Underenrolled Schools Taking It On the Chin: Why?

News about underenrolled schools in several regions of the district (plus one update at the end of the thread on high schools).
From the Madrona K-8 PTA:
Dear Superintendent Nyland-

We at Madrona K-8 have been struggling with enrollment issues for years. Enrollment is currently at 250 for next year. Our capacity is somewhere in the 500s. With the loss of our middle school we will have at least five empty classrooms.

We recently invited Dr. Blanford to a PTSA meeting to discuss enrollment issues. He listened and offered to talk to Enrollment Planning to get the District's perspective. We then invited Ashley Davies and Faauu Manu from Enrollment Planning to a PTSA meeting to talk about what we can to do work together to improve enrollment and build the school to full capacity.

At our meeting, Ms. Davies and Ms. Manu assured us that the District is doing all it can do and the burden is on the PTSA and the school to market itself to parents and attract them to the school. In both meetings, with Dr. Blanford and Ms. Davies and Ms. Manu, parents raised the issue of school boundaries and the fact that the boundaries do not contain enough students to fill our school. No one had an answer to that.

A few days ago we discovered that Leschi Elementary will be over capacity next year and the District will spend $100k to build a portable classroom. This strikes me and many Madrona parents as incredibly fiscally irresponsible and illogical. Madrona is about ten blocks away with five classrooms sitting empty.

But this is not just about a waste of money or a poor use of space. Madrona's under-enrollment causes hardships for our students. The money follows the students. With budget cuts we are losing a teacher, half of our academic interventionists, half of our Health Team, a PCP teacher, and a full-time nurse. The PTSA is taking on the school's supply budget so money can be redirected to saving staff. We risk losing the great progress we have made in the last few years, largely because we do not have the students to bring in District dollars.

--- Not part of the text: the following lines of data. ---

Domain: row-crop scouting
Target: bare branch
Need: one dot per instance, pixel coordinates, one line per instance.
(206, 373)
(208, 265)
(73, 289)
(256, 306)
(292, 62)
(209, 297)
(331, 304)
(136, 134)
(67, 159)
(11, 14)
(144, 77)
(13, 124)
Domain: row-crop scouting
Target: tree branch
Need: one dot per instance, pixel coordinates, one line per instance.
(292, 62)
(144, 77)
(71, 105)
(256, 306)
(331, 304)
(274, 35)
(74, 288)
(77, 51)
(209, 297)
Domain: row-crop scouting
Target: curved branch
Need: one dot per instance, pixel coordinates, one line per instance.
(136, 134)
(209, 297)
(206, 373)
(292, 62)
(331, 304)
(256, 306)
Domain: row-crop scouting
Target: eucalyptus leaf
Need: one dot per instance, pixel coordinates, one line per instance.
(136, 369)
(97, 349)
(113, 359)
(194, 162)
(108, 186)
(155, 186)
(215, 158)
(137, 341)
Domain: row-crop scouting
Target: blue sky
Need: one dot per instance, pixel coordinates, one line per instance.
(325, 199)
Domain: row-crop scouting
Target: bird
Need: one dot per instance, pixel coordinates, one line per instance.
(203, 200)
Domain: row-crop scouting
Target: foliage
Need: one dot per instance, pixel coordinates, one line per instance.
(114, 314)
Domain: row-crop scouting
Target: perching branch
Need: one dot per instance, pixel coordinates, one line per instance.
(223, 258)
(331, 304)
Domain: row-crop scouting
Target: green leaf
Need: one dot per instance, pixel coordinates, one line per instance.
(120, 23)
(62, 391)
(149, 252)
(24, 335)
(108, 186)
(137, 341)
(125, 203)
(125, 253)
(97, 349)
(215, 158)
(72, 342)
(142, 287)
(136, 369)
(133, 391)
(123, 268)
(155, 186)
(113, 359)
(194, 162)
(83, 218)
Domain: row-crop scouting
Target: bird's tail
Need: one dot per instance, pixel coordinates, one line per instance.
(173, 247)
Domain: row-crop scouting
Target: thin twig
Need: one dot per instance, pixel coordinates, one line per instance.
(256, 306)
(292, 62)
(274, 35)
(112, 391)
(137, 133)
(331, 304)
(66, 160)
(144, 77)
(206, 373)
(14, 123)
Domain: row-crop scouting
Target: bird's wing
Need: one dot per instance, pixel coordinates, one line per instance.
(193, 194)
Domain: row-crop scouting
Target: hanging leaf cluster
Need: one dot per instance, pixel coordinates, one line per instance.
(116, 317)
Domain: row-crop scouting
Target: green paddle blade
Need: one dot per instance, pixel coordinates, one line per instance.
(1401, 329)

We are asking the District to help our school.  It does not make sense to build a portable classroom at Leschi while we have empty classrooms and a strapped budget.
Equalize the load and send some students from Leschi to Madrona.

Thank you.
According to the PTA, the school/PTA was indeed told to market the school themselves and that Enrollment had done all it could.  Additionally, apparently the district seems to think it is hearing too much from these parents on this issue - I'm thinking staff means that they answered their questions so why do they keep asking?  That's never a good sign when staff wants parents to go away..

Madrona was suffering low middle school enrollment for quite awhile so it's hard to understand why the boundaries there weren't redrawn during the last boundary redraws.  It seems folly to have an overenrolled school next to an underenrolled one and pay for a portable for the former.

Madrona K-8 PTA members will be trying to testify at this week's Board meeting (agenda).  The agenda seems light so there's every chance they will get their opportunity.

Backstory on possible issues for Madrona K-8 from this 2007 Seattle Times story.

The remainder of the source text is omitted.